Let’s take a look at Joe and Sarah.

Joe left the marital residence and moved in with his parents. Joe and Sarah found some common parenting ground and established rules for both parents to follow with their children.

The problem: Joe’s parents have additional rules in their household. Some are contradictory to the ones that Joe and Sarah have come up with in their co-parenting agreement. When the children become confused by the contradictory rules, they begin to act out.

Joe, feeling like he is caught between a rock and a hard place (his parent’s rules and the co parent agreement) doesn’t know what to do but tries his best. When his best fails, his parents step in and take over the parenting role leaving Joe to look powerless in his children’s eyes. When Joe’s parents aren’t around, it becomes a free for all for the children and Joe has no control over the situation.

Wow!!! What to do? Let’s start by exploring the grandparent role.

Grandparents have a very important role in grandchildren’s lives. When you are a grandparent your role switches from parent to the soft place for kids to fall. Your time with your grandchildren should be fun and one that you all enjoy. When your grandchildren come from a divorced home, it is more important than ever that you remain in the neutral position.

So, why are Joe’s parents leaving that role? Because Joe is having problems parenting.

I understand that you to want to jump in and parent the grandchildren. After all, that is what you have done the majority of your life but that is not your job. That is Joe’s job. So, the real question is, how can you help Joe without actually jumping in to the parenting role?

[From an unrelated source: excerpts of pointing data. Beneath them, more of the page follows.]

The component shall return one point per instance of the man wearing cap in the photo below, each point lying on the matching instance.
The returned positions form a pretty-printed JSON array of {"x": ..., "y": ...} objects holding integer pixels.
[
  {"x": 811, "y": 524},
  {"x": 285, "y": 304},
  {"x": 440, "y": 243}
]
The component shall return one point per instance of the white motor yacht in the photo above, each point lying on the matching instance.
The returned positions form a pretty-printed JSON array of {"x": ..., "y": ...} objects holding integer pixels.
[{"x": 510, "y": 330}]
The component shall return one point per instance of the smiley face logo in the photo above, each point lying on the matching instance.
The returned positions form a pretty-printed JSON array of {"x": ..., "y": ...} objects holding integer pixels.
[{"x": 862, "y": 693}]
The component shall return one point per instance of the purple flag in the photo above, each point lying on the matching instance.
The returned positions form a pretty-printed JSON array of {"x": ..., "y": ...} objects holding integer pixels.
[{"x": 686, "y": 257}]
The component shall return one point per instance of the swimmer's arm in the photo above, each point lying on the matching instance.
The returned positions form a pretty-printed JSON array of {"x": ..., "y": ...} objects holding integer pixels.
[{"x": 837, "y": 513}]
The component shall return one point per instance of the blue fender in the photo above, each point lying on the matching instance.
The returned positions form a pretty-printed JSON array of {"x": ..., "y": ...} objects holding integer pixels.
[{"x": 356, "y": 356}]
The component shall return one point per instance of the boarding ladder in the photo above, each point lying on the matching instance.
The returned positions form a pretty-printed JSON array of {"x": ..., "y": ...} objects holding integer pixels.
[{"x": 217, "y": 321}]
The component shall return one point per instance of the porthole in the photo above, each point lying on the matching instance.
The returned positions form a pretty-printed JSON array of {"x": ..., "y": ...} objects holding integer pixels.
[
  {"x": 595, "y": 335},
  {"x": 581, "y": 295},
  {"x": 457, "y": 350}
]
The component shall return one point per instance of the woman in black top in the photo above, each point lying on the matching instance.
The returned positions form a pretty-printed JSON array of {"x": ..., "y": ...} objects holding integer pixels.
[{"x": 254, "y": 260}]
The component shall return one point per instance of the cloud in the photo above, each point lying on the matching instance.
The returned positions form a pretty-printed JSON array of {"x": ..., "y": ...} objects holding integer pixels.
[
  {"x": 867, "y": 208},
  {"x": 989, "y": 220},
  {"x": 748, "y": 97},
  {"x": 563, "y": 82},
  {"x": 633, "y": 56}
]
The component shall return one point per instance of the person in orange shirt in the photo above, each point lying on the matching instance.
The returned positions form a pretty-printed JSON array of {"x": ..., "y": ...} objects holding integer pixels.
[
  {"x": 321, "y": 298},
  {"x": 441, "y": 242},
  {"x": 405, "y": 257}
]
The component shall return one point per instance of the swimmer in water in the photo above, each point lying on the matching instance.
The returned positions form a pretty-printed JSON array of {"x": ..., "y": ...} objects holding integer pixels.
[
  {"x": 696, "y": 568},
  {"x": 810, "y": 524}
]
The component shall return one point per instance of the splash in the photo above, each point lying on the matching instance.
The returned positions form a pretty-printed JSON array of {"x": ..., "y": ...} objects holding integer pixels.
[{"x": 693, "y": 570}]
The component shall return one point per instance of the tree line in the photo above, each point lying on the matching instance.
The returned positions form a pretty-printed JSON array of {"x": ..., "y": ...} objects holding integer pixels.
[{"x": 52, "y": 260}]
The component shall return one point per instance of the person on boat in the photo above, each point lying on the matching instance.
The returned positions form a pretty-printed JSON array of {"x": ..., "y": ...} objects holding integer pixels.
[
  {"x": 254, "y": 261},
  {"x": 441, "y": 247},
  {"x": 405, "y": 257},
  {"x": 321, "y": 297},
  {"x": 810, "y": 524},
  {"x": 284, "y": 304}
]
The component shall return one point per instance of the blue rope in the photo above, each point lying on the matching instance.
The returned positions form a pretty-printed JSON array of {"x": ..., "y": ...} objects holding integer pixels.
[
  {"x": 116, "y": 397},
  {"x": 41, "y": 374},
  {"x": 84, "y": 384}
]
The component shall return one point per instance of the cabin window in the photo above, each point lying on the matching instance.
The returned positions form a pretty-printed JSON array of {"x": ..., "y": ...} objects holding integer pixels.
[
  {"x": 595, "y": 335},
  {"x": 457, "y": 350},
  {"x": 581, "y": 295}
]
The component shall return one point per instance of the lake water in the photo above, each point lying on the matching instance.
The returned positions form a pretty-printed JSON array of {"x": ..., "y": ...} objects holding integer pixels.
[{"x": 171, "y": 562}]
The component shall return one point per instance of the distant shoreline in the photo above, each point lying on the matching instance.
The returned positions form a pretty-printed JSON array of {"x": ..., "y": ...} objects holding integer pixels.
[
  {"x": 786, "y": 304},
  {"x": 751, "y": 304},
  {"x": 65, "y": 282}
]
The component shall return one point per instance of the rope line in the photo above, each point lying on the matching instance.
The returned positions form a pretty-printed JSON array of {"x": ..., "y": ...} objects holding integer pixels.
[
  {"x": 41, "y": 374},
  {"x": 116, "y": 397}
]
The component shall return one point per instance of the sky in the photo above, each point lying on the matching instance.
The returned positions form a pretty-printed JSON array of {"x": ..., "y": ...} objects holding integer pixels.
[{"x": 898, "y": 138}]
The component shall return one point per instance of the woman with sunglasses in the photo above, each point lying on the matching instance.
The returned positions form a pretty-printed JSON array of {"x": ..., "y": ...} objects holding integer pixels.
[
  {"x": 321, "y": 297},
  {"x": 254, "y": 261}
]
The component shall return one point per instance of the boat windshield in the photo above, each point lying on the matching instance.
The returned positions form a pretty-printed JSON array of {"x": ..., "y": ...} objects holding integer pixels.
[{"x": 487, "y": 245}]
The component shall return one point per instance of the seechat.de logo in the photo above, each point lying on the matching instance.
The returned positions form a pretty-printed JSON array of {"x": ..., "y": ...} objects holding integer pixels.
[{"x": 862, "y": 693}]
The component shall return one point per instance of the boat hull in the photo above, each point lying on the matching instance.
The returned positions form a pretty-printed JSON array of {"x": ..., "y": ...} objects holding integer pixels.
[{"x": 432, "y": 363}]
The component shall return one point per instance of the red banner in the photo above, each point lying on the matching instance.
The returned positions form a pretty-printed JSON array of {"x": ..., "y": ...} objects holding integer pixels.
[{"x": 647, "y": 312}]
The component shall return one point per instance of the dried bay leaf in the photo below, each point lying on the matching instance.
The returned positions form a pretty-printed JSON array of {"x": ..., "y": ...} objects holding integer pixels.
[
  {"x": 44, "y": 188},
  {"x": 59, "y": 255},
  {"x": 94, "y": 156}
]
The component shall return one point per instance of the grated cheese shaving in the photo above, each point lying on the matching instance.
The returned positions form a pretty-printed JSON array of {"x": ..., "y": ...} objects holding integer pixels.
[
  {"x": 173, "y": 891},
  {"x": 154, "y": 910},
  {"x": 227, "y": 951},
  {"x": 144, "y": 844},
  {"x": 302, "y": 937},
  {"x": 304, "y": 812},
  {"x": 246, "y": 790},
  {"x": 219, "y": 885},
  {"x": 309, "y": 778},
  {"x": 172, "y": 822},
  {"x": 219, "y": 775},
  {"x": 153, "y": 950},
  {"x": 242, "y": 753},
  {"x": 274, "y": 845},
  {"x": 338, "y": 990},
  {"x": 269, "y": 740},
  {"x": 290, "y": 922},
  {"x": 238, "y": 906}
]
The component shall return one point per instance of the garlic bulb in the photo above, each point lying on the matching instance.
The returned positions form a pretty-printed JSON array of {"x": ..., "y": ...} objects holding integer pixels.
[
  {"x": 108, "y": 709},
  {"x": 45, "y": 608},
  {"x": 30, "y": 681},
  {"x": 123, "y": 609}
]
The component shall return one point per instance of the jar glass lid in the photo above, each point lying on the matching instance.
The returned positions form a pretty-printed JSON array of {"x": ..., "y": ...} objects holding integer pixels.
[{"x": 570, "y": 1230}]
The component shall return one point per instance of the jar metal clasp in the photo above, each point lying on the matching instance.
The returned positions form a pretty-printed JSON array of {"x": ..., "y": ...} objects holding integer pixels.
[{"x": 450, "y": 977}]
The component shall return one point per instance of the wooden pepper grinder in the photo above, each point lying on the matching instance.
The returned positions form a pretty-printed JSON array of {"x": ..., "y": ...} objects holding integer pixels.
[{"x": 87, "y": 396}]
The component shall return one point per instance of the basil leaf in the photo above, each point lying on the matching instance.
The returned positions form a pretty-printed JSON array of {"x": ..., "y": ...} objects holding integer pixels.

When the children are getting out of hand, this is your opportunity to step in and offer the children a diversion or a fun activity that they can do with you. This stops the behavior and gives Joe a few minutes to collect himself. By choosing this step it leaves Joe’s reputation as the “parent” in-tact and eliminating the problem that Joe has when parenting the children alone.

After the children leave, that is the time that you can sit Joe down and talk to him about his parenting skills. If you are truly concerned that he is having problems keeping things in hand, then offer suggestions of parenting classes, parent therapy or parent coaching. By offering these suggestions, it puts you in the neutral position.
I understand that you have raised your children with success but your parenting beliefs and methods may not be the ones that Joe and Sarah have agreed upon. If you choose to advise Joe on parenting methods, you are setting yourself up to be blamed for any future problems between Joe and Sarah when it comes to peacefully co-parenting their children. Why put yourself in that position?

By choosing these steps, it sets Joe up to be a successful parent and allows you to be your grandchildren’s soft place to fall. What better place is there to be?